・日本から中国へのODAはいくら巨額が供与されても、日中関係の改善にはまったく役立たなかった!

注目すべき文言は
・日本から中国へのODAはいくら巨額が供与されても、日中関係の改善にはまったく役立たなかった!
・自国の利益を守り、広げるための活動が外交である。とくに自国領土の確保や自然資源の確保、安全保障上の懸案の追及、そして歴史問題での日本側の主張の表明などが重要となる。




〜〜〜関連情報<参考>〜〜〜
丹羽中国大使の「経済外交」は外交ではない(完) 
古森義久
2011.02.03 Thursday

 雑誌「SAPIO」最新号に私が書いた丹羽宇一郎中国駐在日本大使論の紹介のつづきです。これで完結です。
 丹羽大使 の「経済外交」という発想にも疑問が提起される。国家と国家の関係では経済の取引はともに利益を目指して自然に機能する活動だろう。
 単なる経済の交流の拡大や発展は外交でもなんでもない。共通の利益への両国間の商業活動の流れだといえよう。その活動に問題が起きたときに対処するのが外交だろう。
 しかも自国の利益を守り、広げるための活動が外交である。とくに自国領土の確保や自然資源の確保、安全保障上の懸案の追及、そして歴史問題での日本側の主張の表明などが重要となる。

 その種の非経済の領域での日本の利益や権益を広げようと努めるのが日本大使の最大の責務だといえよう。

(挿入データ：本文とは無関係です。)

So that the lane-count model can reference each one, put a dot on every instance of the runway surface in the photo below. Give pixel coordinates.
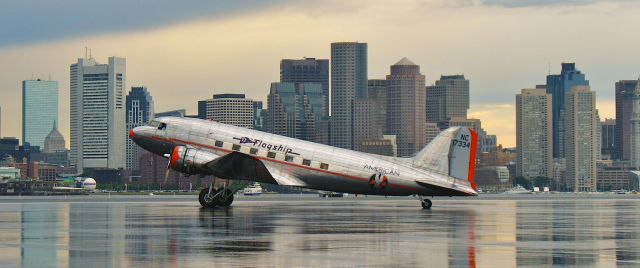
(295, 231)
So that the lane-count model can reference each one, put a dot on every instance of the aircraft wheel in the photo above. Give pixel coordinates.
(426, 204)
(226, 201)
(205, 199)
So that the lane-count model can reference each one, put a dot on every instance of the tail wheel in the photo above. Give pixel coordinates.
(426, 204)
(227, 200)
(206, 200)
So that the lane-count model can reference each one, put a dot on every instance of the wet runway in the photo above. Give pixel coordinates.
(313, 232)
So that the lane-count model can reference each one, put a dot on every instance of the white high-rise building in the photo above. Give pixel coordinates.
(406, 116)
(534, 133)
(580, 134)
(635, 128)
(98, 114)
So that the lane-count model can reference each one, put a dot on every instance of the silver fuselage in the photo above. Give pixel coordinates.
(301, 163)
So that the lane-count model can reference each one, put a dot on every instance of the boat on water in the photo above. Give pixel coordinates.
(517, 190)
(253, 189)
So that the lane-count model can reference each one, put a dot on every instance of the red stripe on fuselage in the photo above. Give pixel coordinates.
(472, 159)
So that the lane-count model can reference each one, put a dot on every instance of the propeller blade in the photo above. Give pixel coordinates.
(166, 176)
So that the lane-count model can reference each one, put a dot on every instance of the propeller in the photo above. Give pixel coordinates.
(166, 173)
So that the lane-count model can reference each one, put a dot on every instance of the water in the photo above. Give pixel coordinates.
(306, 231)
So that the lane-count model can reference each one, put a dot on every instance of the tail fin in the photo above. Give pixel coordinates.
(452, 152)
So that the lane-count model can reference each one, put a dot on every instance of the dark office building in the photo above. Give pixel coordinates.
(624, 111)
(608, 137)
(558, 85)
(307, 70)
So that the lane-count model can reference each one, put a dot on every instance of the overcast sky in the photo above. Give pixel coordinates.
(185, 51)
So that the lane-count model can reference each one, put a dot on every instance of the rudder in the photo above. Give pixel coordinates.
(452, 152)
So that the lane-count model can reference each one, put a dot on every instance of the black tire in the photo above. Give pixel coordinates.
(426, 204)
(204, 202)
(225, 202)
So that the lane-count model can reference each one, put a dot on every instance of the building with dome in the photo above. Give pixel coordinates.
(55, 151)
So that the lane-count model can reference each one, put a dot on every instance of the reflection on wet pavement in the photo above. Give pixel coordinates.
(308, 233)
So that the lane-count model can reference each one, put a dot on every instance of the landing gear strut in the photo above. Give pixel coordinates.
(221, 197)
(426, 203)
(217, 197)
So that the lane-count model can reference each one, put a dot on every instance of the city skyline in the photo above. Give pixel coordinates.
(157, 56)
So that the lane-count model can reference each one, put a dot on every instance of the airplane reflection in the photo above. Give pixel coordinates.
(458, 234)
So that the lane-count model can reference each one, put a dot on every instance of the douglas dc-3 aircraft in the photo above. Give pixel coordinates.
(445, 167)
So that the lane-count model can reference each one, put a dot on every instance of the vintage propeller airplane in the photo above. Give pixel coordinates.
(445, 167)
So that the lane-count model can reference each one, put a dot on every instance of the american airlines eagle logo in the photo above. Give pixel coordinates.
(265, 145)
(378, 181)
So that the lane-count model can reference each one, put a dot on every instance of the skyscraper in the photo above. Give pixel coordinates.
(139, 112)
(98, 114)
(406, 97)
(231, 109)
(377, 92)
(295, 109)
(348, 82)
(39, 110)
(55, 151)
(624, 111)
(634, 149)
(448, 98)
(580, 142)
(608, 137)
(54, 142)
(365, 126)
(258, 116)
(307, 70)
(558, 85)
(534, 134)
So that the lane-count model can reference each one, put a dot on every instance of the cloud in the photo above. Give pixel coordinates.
(538, 3)
(30, 21)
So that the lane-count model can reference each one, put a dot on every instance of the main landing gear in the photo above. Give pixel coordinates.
(426, 203)
(221, 197)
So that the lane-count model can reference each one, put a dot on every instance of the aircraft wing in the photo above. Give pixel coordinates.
(239, 166)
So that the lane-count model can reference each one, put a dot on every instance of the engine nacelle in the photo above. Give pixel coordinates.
(190, 160)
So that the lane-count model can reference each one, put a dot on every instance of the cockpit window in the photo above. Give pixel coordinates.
(158, 125)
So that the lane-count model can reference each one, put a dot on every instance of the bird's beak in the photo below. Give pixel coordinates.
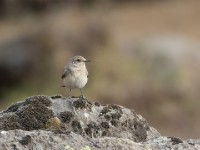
(87, 61)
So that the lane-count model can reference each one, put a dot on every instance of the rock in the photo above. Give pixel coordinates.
(56, 122)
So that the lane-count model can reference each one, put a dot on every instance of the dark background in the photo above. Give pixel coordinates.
(145, 55)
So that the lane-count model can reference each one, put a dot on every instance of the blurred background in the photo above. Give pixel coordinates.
(145, 55)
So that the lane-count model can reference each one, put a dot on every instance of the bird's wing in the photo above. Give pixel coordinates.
(66, 72)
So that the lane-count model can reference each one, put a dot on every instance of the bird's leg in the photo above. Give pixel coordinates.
(69, 93)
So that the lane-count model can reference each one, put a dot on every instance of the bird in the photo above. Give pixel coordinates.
(75, 74)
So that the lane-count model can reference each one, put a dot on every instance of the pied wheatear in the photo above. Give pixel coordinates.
(75, 74)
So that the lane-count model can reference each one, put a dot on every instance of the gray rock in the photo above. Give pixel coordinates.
(43, 122)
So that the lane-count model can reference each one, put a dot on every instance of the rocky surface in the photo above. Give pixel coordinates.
(43, 122)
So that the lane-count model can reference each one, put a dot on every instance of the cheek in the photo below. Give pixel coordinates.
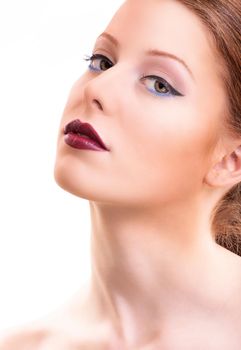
(169, 158)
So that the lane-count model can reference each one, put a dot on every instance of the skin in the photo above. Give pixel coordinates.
(158, 277)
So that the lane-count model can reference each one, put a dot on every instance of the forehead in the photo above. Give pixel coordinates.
(166, 25)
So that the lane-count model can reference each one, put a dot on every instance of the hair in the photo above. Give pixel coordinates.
(222, 18)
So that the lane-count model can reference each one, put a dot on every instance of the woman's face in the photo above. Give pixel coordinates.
(158, 115)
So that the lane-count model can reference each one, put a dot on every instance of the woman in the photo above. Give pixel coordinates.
(162, 177)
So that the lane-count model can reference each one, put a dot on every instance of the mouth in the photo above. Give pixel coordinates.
(84, 129)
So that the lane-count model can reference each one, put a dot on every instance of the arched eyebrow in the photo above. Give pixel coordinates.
(152, 52)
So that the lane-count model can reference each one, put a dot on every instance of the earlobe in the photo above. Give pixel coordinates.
(227, 172)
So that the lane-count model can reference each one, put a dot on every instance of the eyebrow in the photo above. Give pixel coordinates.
(152, 52)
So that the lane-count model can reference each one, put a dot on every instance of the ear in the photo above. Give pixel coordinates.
(226, 172)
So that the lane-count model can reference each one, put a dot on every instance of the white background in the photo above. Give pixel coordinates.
(44, 230)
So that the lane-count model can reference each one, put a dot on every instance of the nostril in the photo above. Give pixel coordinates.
(98, 104)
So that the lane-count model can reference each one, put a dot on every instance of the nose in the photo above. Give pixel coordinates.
(102, 93)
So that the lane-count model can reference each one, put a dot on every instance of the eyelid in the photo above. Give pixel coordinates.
(169, 86)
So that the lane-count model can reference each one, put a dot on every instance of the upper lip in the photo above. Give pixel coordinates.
(76, 126)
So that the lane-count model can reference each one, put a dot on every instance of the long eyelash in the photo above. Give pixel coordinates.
(165, 83)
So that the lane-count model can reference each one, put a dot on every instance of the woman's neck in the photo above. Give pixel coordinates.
(151, 266)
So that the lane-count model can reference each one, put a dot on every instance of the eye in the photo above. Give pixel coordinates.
(155, 84)
(159, 86)
(98, 62)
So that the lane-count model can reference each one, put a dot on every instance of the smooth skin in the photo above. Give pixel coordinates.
(159, 280)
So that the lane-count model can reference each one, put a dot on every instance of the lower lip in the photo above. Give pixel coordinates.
(82, 142)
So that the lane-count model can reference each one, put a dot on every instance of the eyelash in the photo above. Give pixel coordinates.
(165, 84)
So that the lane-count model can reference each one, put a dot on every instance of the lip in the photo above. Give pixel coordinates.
(77, 127)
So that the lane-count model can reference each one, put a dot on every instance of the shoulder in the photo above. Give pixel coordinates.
(27, 338)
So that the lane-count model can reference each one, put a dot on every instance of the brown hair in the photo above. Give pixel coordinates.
(222, 18)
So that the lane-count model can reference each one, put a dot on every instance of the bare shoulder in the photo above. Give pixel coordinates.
(24, 338)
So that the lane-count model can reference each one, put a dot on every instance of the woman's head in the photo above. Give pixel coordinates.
(159, 101)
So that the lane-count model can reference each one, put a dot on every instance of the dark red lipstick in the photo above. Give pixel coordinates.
(83, 136)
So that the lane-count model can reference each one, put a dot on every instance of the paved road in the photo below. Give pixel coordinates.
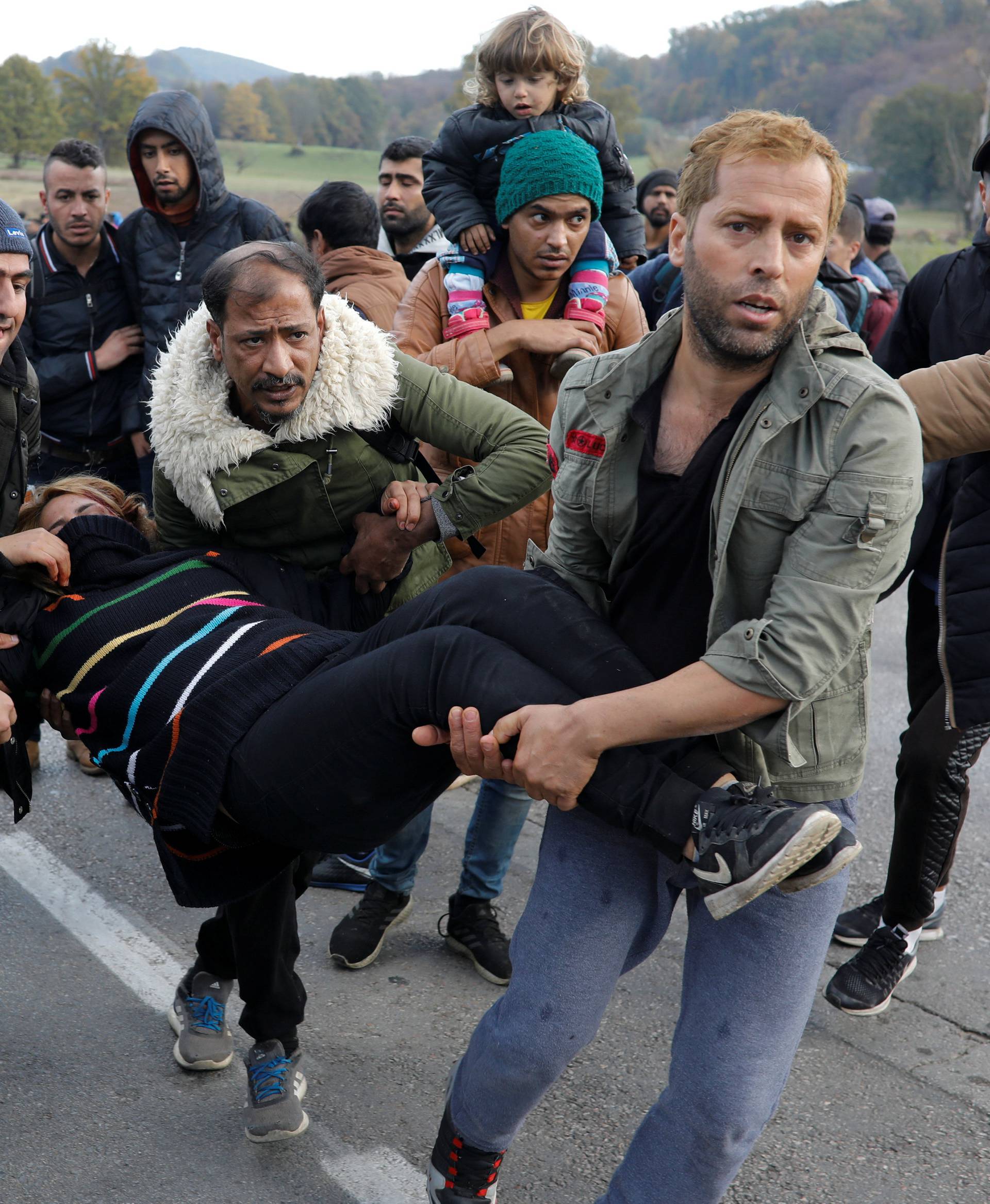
(93, 1109)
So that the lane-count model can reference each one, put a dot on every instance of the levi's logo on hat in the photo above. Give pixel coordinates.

 丹羽大使のこれまでの軌跡には、その種の責務での努力がみられない。それどころか中国への日本のODA(政府開発援助)の強化を日本外務省に具申したという報道が 流れた。
 昨年十二月の同報道によると、丹羽大使は尖閣事件で悪化した日中関係を改善するために日本が中国に対し環境保護や法整備、労使紛争解決などの面で のODA重点供与をするべきだと進言したという。だが日本からのODAはいくら巨額が供与されても、日中関係の改善にはまったく役立たなかった。
 中国政府は日本からの援助の存在さえも国民一般には伝えなかった。 ODAの額と日中関係の状態の間に因果関係がないことは、すでに立証すみなのである。
 しかも中国は外貨保有や貿易黒字の額では世界のトップ、経済大国としても世界第二なのだ。縮小と不況の日本がなぜ朝貢のように援助を与えねばならないのか。
 この報道が事実ならば、丹羽氏の認識を疑わざるをえない。丹羽大使は南京訪問では「日中両国の関係は夫婦以上だ」と語ったという。
 民主主義の自由の国の日本と、共産主義の抑圧の国の中国と、どこが「夫婦」なのか。しかも 日本の尖閣という領土を理不尽に奪おうとする中国なのである。
 利害のぶつかりあうその両国を「夫婦」という情緒的な表現でくくろうとするこの日本大使の中 国観は基本的な姿勢のゆがみを感じさせる。